I don’t hand the suitcase to her. I start walking toward the terminal, wheels dragging behind me. Quinn follows, with Nate beside her.
Inside the terminal, the air changes. Fluorescent lights hum overhead, making everything feel too bright. The suitcase wheels thump over the tiles, each uneven seam in the floor sending a little shudder through the handle.
Quinn’s close enough now that I keep stealing glances, memorising what I can before she’s gone. She has her head down lost in her own thoughts. Her hair is tucked behind one ear, her mouth fixed in a way that tells me she’s swallowing words she won’t let herself speak.
The crowd doesn’t slow for us, but it parts.
People glance up, eyes flicking between Nate and me, phones sliding into hands. I don’t need the whispers to understand what they’re saying. Normally, I’d smirk, maybe even play along, tossing out flirty lines. But today, I keep my head down. The attention sits wrong. This isn’t a moment I want the world to see.
We stand off to the side while Quinn checks her suitcase in.
The conveyor swallows the bag whole, and for a second I hate how easily it disappears, like the universe is reminding me how simple losing something can be when you’re not ready to let go.
When she turns toward us, her steps are slower than they should be. Her shoulders are too stiff, her eyes fixed on the floor as though looking up might split her open. Every line in her body screams restraint, that desperate grip on control you only get when you know you’re a second away from breaking.
She stops in front of us and finally lifts her head.
Fuck.
Tears are sliding down her cheeks. She doesn’t wipe them away. She lets them fall, thin silver trails catching the harsh airport light, proof she’s bleeding from the inside out.
It hits me hard enough to steal the air from my lungs. Because I have seen her this way before.
The day she turned up at Nate’s door, her face pale, hands trembling, eyes already emptied of light. Her voice was small when she told us Bianca was gone. And in those seconds, I swear I felt the ground split open beneath my feet, swallowing whatever part of me still believed we were untouchable.
Now the feeling is back.
That same hollow punch to the gut that leaves you reeling, waiting for the world to tilt back into place, knowing it never will.
She steps in close and hugs Nate first, her arms clinging to him for half a breath before she lets go.
After that she’s in my arms, smelling faintly of my shampoo I washed her hair with this morning. My fingers press into her back, memorizing the shape of her before she slips through my hands.
“Goodbye,” she says, quietly. “Take care of each other.”
And then she’s gone.
Moving through the crowd, away from us.
My chest is carved out, scraped raw.
The ache doesn’t fade, only waits for the next hit.
And fuck me, that’s exactly why I can’t let myself love her the way I already fucking do.
Chapter 28
Theo
Thehouseistoofucking quiet for how loud everything inside me is.

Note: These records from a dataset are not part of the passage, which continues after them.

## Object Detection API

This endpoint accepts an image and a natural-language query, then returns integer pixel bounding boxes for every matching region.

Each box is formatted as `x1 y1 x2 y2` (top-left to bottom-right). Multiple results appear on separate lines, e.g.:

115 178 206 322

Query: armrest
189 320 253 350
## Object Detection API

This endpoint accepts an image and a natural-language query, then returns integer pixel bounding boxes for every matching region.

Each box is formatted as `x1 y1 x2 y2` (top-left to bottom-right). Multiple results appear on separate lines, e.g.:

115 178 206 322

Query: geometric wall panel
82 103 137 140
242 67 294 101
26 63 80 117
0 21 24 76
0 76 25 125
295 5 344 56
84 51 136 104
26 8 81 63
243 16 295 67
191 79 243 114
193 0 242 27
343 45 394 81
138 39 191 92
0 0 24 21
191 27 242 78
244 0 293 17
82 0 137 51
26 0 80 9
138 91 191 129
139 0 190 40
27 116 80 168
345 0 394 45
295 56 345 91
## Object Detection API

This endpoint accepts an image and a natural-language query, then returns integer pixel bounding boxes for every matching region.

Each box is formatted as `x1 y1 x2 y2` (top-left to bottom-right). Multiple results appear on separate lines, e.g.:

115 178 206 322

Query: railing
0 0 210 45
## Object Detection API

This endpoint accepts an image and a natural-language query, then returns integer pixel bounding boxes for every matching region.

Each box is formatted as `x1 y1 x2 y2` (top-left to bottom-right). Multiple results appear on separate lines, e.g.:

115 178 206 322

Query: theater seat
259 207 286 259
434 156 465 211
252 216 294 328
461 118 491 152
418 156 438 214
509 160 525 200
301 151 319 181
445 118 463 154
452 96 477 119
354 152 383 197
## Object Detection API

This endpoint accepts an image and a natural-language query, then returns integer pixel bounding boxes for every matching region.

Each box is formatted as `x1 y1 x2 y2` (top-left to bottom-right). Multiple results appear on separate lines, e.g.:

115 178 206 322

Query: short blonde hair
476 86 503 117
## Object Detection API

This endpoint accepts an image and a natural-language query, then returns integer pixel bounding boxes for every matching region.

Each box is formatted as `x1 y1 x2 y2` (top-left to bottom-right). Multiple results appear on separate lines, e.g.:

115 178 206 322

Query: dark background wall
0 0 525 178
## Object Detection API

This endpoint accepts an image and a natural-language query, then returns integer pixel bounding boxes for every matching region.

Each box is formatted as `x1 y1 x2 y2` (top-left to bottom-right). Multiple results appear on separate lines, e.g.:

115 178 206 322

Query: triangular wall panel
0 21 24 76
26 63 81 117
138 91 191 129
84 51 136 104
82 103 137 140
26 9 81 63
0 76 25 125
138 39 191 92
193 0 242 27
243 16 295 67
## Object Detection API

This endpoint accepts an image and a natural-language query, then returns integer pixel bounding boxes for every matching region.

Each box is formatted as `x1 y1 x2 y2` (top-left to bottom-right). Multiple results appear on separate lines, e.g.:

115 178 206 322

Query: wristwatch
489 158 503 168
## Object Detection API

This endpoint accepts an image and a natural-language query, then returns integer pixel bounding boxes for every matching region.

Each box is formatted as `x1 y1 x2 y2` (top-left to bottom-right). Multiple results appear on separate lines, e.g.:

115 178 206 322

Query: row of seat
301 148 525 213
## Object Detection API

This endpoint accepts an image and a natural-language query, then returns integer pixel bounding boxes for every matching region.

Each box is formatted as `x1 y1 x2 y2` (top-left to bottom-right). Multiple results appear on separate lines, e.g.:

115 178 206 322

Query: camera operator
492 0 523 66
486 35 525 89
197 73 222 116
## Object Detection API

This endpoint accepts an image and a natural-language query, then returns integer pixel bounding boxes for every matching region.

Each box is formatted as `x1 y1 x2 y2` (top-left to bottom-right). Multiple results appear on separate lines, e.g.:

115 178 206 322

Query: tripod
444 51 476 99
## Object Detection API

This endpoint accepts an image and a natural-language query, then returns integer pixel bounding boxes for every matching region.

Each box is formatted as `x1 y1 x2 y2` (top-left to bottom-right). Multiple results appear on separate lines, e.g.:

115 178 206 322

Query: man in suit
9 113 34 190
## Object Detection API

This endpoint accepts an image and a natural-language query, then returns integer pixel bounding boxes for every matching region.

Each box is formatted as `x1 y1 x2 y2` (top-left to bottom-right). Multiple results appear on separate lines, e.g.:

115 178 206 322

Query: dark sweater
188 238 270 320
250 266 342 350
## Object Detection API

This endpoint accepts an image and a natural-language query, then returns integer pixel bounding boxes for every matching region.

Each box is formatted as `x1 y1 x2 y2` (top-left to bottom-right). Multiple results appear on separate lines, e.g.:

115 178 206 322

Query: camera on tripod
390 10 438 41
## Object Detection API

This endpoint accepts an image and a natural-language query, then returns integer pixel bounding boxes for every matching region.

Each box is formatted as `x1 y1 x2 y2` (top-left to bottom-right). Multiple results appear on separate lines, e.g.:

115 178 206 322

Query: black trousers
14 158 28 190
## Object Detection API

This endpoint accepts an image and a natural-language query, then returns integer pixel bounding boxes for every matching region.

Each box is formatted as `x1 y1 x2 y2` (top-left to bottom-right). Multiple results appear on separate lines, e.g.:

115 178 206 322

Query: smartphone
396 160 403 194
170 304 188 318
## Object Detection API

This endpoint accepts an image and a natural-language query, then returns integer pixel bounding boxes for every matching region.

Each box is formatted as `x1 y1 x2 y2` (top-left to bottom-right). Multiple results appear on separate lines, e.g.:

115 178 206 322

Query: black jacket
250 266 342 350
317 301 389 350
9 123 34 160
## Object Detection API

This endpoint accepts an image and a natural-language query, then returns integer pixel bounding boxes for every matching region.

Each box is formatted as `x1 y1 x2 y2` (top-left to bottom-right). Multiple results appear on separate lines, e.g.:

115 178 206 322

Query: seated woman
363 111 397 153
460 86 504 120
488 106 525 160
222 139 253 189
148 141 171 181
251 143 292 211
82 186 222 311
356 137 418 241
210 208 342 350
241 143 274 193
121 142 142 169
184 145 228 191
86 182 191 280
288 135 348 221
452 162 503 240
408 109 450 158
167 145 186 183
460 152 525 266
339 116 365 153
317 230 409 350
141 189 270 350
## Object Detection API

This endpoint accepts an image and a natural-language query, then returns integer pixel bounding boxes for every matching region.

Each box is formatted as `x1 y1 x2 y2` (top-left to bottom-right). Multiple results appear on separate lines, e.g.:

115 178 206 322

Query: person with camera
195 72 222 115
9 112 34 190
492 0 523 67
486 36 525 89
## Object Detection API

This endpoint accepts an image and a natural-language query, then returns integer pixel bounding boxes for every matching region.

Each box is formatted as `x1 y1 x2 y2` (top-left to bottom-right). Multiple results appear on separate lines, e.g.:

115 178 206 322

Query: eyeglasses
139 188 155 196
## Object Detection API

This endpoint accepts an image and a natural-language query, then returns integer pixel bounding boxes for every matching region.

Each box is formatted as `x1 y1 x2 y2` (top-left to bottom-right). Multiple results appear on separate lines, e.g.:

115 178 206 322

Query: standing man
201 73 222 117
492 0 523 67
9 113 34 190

Every tick of the clock slams like a hammer to the skull. Even the distant hum from the fridge cuts too sharp, too clean, in a world that’s supposed to stay messy.
Sunlight filters through the slats of the blinds, breaking into long, gold bars across the floor.
It’s warm, delicate, beautiful in a way that almost makes me want to tear the blinds down. Because nothing about me is delicate right now. Nothing is fucking beautiful.
There’s a faint trace of her perfume that’s somehow still here, three days later. Or perhaps that’s just in my head. I don’t even trust my senses anymore.